There is currently a contracting mix in the sector, as we have heard today. When we support ICBs to commission more strategically, we have to start moving away from the grant and block contract models. That is why the Government are developing a landmark palliative care and end-of-life modern service framework, or MSF, for England. Palliative and end-of-life care has been variable across the country for far too long, but the modern service framework will put a floor under the kind of care that patients can expect, as we heard from my hon. Friend the Member for City of Durham (Mary Kelly Foy). Although it would not be right to pre-empt exactly what will be in the final MSF at this time, we are working closely with all stakeholders to ensure that everyone has access to the care they need in the right place and at the right time. As part of the MSF, we have invited colleagues from a number of organisations to engage with us.
Ben Coleman
Can the Minister confirm that the MSF will include targeted support for children who require palliative care?

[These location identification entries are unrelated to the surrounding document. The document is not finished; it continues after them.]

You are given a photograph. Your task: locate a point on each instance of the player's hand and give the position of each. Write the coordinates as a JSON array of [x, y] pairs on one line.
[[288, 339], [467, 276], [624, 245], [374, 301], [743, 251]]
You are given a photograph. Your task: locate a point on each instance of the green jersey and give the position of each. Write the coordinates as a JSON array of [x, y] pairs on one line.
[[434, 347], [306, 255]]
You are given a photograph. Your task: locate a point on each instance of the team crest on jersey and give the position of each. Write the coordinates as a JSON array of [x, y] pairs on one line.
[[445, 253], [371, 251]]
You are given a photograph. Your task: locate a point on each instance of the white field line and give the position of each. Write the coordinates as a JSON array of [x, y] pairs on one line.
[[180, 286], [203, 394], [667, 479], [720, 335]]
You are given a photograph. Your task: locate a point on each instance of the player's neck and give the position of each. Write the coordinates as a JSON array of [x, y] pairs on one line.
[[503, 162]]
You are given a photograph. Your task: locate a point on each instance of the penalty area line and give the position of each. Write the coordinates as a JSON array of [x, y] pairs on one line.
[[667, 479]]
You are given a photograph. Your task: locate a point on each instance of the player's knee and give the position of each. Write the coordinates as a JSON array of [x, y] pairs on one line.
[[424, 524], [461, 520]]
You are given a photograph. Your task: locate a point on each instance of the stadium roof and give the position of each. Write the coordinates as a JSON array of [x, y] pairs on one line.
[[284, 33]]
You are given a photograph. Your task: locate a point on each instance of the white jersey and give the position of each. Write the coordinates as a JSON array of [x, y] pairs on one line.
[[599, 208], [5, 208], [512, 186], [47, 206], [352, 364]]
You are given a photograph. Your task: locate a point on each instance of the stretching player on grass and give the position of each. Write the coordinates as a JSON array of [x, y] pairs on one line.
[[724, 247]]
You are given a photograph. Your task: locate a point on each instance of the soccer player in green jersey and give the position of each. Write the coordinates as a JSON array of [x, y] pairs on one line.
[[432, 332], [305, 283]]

My hon. Friend pre-empts my next paragraph; I thank him for his contribution.
As part of the development of the MSF, we will be looking at some of the important aspects of care that my hon. Friend the Member for York Central mentioned, such as early identification of need, care delivered closer to home by integrated generalist and specialist teams, and strengthened out-of-hours community health support, including a dedicated phone line. I assure the right hon. Member for New Forest East that children, parents and carers will be included in that endeavour. As my hon. Friend the Member for Chelsea and Fulham (Ben Coleman) said, the experiences of people like Amy inform such work. Let me say to my hon. Friend the Member for Alloa and Grangemouth (Brian Leishman) that the experience of Calum and the Turner family must not be repeated.
Hospices do an amazing job for people at the end of life, those with life-limiting conditions, and the whole community of family and friends who support their loved ones on that journey, including through bereavement support, as we have talked about today. The quality of care, the compassion and the love that hospices provide are second to none. We absolutely recognise that the sector faces challenges, and we are determined to work with all our partners to understand those challenges. We are not talking about spending more; we are talking about focusing on the money we have at the moment and spending it better. We are developing a values-based, outcome-focused financial model to reflect people’s experience of care throughout their lifetime. While there are no easy answers, we are supporting them with record funding and reform.